Mia Couto – Os sete pecados de uma ciência pura
 
(…) Deixámos de escutar as vozes que são diferentes, os silêncios que são diversos. E deixámos de escutar não porque nos rodeasse o silêncio. Ficámos surdos pelo excesso de palavras, ficámos autistas pelo excesso de informação. A natureza converteu-se em retórica, num emblema, num anúncio de televisão. Falamos dela, não a vivemos. A natureza, ela própria, tem que voltar a nascer. E quando voltar a nascer teremos que aceitar que a nossa natureza humana é não ter natureza nenhuma. Ou que, se calhar, fomos feitos para ter todas as naturezas.
 
David Abram – Ecologia em profundidade (‘Depth ecology’)
 
(…) Ao contrário da altura de uma montanha, e da largura ou amplitude de um vale, a profundidade de uma paisagem depende inteiramente de onde nos encontramos dentro dessa paisagem. E à medida que avançamos, corporalmente, dentro dessa paisagem, a profundidade da paisagem muda à nossa volta. Em rigor, um espaço tem profundidade apenas se nos situarmos algures dentro desse espaço. (...) na verdade, apenas experimentamos o mundo real a partir da nossa perspectiva corpórea, com as duas pernas firmemente inseridas no coração das coisas. Uma vez que estamos inteiramente dentro deste mundo terreno, a natureza pode revelar-nos certos aspectos de si própria, apenas se esconder outros aspectos; nós nunca apreendemos um qualquer fenómeno terreno na sua totalidade nem de uma só vez.
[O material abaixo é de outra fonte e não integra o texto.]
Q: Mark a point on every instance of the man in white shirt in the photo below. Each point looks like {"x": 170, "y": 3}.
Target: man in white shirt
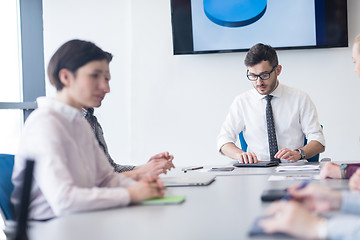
{"x": 294, "y": 115}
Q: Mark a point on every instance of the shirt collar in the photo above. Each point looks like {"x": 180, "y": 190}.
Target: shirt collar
{"x": 65, "y": 110}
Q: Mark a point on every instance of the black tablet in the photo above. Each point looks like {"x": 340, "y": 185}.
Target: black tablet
{"x": 258, "y": 164}
{"x": 270, "y": 195}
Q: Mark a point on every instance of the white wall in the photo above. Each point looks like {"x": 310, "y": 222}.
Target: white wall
{"x": 177, "y": 103}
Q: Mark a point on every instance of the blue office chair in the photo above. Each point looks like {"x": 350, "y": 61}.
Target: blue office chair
{"x": 6, "y": 186}
{"x": 243, "y": 145}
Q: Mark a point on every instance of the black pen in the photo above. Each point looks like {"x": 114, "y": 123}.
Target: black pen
{"x": 288, "y": 197}
{"x": 191, "y": 168}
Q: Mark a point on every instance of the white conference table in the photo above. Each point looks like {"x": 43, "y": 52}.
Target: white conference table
{"x": 225, "y": 209}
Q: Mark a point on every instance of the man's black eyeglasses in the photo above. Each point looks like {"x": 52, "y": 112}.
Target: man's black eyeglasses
{"x": 263, "y": 76}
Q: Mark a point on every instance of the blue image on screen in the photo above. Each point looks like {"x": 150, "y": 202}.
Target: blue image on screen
{"x": 234, "y": 13}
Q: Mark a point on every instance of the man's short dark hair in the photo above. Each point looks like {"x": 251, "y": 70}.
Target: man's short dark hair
{"x": 261, "y": 52}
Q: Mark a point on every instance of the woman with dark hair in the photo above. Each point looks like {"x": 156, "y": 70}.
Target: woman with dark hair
{"x": 72, "y": 173}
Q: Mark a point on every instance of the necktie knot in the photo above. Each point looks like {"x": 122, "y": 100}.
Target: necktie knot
{"x": 90, "y": 111}
{"x": 268, "y": 97}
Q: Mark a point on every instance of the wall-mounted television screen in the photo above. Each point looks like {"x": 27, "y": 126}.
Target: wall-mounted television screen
{"x": 213, "y": 26}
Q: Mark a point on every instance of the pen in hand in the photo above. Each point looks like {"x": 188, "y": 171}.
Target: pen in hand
{"x": 191, "y": 168}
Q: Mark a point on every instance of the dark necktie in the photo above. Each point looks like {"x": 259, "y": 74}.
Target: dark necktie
{"x": 271, "y": 128}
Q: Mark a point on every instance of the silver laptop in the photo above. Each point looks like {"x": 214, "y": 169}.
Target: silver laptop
{"x": 202, "y": 180}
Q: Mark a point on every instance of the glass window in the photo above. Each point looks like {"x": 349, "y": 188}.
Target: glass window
{"x": 9, "y": 48}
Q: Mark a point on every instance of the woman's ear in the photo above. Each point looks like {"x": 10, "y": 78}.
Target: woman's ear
{"x": 65, "y": 76}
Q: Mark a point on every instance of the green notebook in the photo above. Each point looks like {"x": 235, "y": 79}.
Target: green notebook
{"x": 164, "y": 200}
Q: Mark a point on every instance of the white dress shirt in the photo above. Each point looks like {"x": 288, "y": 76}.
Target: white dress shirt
{"x": 72, "y": 173}
{"x": 294, "y": 114}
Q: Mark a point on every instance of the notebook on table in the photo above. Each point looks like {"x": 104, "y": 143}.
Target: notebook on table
{"x": 258, "y": 164}
{"x": 202, "y": 180}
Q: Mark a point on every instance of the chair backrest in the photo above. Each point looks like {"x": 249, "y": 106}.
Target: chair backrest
{"x": 6, "y": 186}
{"x": 243, "y": 145}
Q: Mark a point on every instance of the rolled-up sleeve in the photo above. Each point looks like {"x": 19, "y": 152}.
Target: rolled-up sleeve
{"x": 310, "y": 122}
{"x": 232, "y": 126}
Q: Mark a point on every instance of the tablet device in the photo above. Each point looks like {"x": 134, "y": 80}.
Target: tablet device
{"x": 256, "y": 230}
{"x": 270, "y": 195}
{"x": 201, "y": 180}
{"x": 258, "y": 164}
{"x": 221, "y": 169}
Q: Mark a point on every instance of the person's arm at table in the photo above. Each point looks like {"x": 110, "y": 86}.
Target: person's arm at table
{"x": 158, "y": 164}
{"x": 232, "y": 151}
{"x": 293, "y": 219}
{"x": 310, "y": 149}
{"x": 317, "y": 198}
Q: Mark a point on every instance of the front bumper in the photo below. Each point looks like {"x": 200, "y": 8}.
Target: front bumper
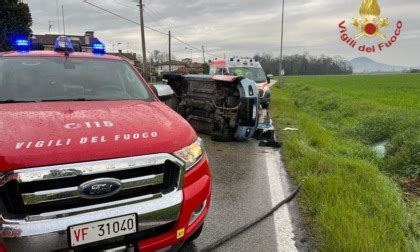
{"x": 176, "y": 207}
{"x": 197, "y": 189}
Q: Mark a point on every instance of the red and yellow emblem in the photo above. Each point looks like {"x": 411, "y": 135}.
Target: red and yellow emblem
{"x": 370, "y": 24}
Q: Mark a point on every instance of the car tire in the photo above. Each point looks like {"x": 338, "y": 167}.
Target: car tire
{"x": 220, "y": 137}
{"x": 196, "y": 234}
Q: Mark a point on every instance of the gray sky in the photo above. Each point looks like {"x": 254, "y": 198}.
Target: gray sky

Rachel Carson – Maravilhar-se (‘The sense of wonder’)
 
(…) O mundo da criança é cheio de frescura, de novidade, de beleza, povoado de maravilhas e entusiasmo. É uma pena que, para a maioria de nós, essa visão de olhar límpido, esse verdadeiro instinto que inclina ao belo e inspira temor e respeito, se esbata e mesmo se perca antes de chegarmos à idade adulta. Se eu tivesse alguma influência sobre a fada boa que se julga presidir ao batismo de todas as crianças, pediria que o seu presente para qualquer criança que viesse ao mundo fosse uma capacidade de maravilhamento tão indestrutível que duraria toda a vida, como antídoto infalível contra o aborrecimento e o desencanto da idade adulta, as preocupações estéreis com as coisas artificiais, o alheamento que nos afasta das fontes da nossa força.
Para que uma criança mantenha vivo o seu sentido inato do que é maravilhoso sem que lhe tenha sido dado tal presente pelas fadas, ela necessita da companhia de pelo menos um adulto com quem possa partilhá-lo, redescobrindo com ele a alegria, o entusiasmo e o mistério do mundo em que vivemos.